59. WIARA JEST POTĘŻNYM MAGNESEM
Józef Cottolengo: Bracie don Ottavio, mówiłem ci o życiu, jako cudownym darze Miłości Bożej, które swą własną naturą dąży do zachowania go, kierując je do osiągnięcia swego celu. Uwidacznia się tu Miłość nadprzyrodzona działająca w tajemnicy Opatrzności Bożej. Tutaj wiara staje się potężnym magnesem, tak potężnym, że przyciąga do siebie nawet Twórcę życia. "Gdybyście mieli źdźbło wiary i powiedzieli górze, by się ruszyła z miejsca - poruszy się"... Bardziej niż słowa mówią fakty i w tym co mnie dotyczy. Widziałeś w Turynie ten wielki cud, który sam mógłby rozproszyć ciemności otaczające ludzi tego zmaterializowanego wieku.
Lecz ludzie tego przewrotnego pokolenia nie chcą widzieć, odrzucają światło, bo ukochali ciemności.
Nawiedzając Mały Dom Cottolengo, który daje dobry przytułek tysiącom osób odrzuconych, cierpiących i opuszczonych, ma się wyraźne świadectwo jak jest drogie Bogu życie ludzkie, doskonałe i niedoskonałe.
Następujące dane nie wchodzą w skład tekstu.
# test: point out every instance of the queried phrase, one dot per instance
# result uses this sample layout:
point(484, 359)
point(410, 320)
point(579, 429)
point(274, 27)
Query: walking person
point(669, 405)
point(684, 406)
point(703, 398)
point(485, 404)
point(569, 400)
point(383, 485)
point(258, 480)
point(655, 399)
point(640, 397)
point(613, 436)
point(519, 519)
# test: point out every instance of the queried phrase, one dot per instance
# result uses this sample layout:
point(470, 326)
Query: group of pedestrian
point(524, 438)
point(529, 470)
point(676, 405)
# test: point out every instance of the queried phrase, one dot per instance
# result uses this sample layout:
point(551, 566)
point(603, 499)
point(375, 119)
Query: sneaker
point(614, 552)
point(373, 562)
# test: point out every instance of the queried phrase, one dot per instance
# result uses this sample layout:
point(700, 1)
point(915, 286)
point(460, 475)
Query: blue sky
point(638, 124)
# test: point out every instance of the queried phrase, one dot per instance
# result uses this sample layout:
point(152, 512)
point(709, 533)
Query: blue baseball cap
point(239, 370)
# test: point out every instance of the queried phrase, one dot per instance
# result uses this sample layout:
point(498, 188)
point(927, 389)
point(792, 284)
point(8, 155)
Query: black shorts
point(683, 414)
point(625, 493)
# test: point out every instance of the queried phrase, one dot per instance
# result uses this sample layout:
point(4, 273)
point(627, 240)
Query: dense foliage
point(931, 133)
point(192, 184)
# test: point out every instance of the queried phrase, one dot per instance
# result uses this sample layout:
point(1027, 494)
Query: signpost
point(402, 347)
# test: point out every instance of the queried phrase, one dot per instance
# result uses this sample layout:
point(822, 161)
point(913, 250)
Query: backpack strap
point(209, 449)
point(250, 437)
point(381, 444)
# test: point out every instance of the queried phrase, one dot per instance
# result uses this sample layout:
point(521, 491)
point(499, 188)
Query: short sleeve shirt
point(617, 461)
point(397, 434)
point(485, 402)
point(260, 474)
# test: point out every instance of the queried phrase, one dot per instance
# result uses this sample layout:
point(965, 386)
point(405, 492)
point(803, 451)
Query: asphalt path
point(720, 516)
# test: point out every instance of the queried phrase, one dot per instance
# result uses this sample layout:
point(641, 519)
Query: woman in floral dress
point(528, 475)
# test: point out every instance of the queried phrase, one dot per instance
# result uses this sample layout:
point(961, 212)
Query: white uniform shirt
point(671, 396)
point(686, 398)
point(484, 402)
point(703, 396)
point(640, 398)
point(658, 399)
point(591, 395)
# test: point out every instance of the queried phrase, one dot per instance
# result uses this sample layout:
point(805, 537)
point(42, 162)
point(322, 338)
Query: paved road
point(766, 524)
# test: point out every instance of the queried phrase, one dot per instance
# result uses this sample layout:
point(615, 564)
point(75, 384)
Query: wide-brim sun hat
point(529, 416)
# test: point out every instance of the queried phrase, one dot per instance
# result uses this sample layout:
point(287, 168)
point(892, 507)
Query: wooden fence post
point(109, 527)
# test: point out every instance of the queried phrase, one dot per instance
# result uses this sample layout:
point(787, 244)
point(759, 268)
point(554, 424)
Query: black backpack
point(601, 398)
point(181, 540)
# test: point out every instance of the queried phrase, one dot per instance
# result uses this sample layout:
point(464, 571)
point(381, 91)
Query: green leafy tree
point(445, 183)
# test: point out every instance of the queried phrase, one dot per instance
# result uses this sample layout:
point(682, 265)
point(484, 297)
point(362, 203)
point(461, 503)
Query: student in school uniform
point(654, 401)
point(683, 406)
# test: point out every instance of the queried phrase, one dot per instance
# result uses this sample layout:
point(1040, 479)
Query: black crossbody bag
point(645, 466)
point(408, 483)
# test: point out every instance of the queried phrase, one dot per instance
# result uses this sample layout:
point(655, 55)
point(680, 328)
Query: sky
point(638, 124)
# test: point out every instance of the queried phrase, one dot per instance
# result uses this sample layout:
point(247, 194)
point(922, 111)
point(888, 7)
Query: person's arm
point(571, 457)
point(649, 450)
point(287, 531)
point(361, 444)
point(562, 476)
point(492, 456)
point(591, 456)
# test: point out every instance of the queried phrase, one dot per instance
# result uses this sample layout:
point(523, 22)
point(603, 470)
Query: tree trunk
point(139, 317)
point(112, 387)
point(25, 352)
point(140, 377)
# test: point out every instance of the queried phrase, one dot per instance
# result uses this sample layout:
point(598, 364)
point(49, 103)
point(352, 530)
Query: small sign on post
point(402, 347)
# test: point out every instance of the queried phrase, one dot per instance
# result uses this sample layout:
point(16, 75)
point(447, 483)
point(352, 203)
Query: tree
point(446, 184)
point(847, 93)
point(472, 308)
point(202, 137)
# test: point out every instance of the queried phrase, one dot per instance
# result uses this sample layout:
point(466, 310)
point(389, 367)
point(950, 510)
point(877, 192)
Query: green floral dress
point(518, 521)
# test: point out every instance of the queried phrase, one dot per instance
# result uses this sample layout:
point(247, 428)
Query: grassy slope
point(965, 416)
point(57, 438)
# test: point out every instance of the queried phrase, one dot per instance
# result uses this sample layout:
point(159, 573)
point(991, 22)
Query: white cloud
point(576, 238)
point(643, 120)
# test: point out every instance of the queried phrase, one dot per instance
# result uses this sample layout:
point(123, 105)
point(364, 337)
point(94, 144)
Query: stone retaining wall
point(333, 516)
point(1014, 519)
Widzi się, jak Bóg czuwa nad zachowaniem ich i wzrostem, ciągłymi cudami życia tylu istot ludzkich.
Bóg kocha i miłuje życie wszystkich ludzi, zwłaszcza najbardziej cierpiących i potrzebujących opieki. Czuwa też nad nimi z największą miłością. Czy żył kiedyś Święty na ziemi, który by nie doświadczył Potęgi i Miłosierdzia Opatrzności Bożej?
Twoje Zgromadzenie będzie należało do tych, które - jeśli będzie miało wiarę - przekona się jak dobrym jest Pan. On nie tylko opatruje, ale przewiduje potrzeby tych, którzy całkowicie Mu zaufali i liczą tylko na Niego.
Twoim zadaniem będzie umieć przekazać wszystkim, którzy będą należeć do twojego Stowarzyszenia, wiarę i miłość bez granic ku Opatrzności Bożej. Ty nie możesz mieć żadnych wątpliwości, ponieważ często karmiła cię Opatrzność Boża. Ty już nie możesz mówić o wierze, lecz tylko o pewności, jakiej doznawałeś.
Miałbym dużo do powiedzenia w tej sprawie, której nie uważam za wyczerpaną... Proszę tylko Boga, by udzielił ci daru ufności do Niego bez zastrzeżeń.
Niech cię błogosławi i strzeże zawsze od wszelkiego zła, a wraz z tobą niech błogosławi twą Radę i całe Stowarzyszenie Nadziei.
Ufaj zawsze, zobaczysz, zobaczycie dzieła Boże i cuda Jego Boskiej Opatrzności.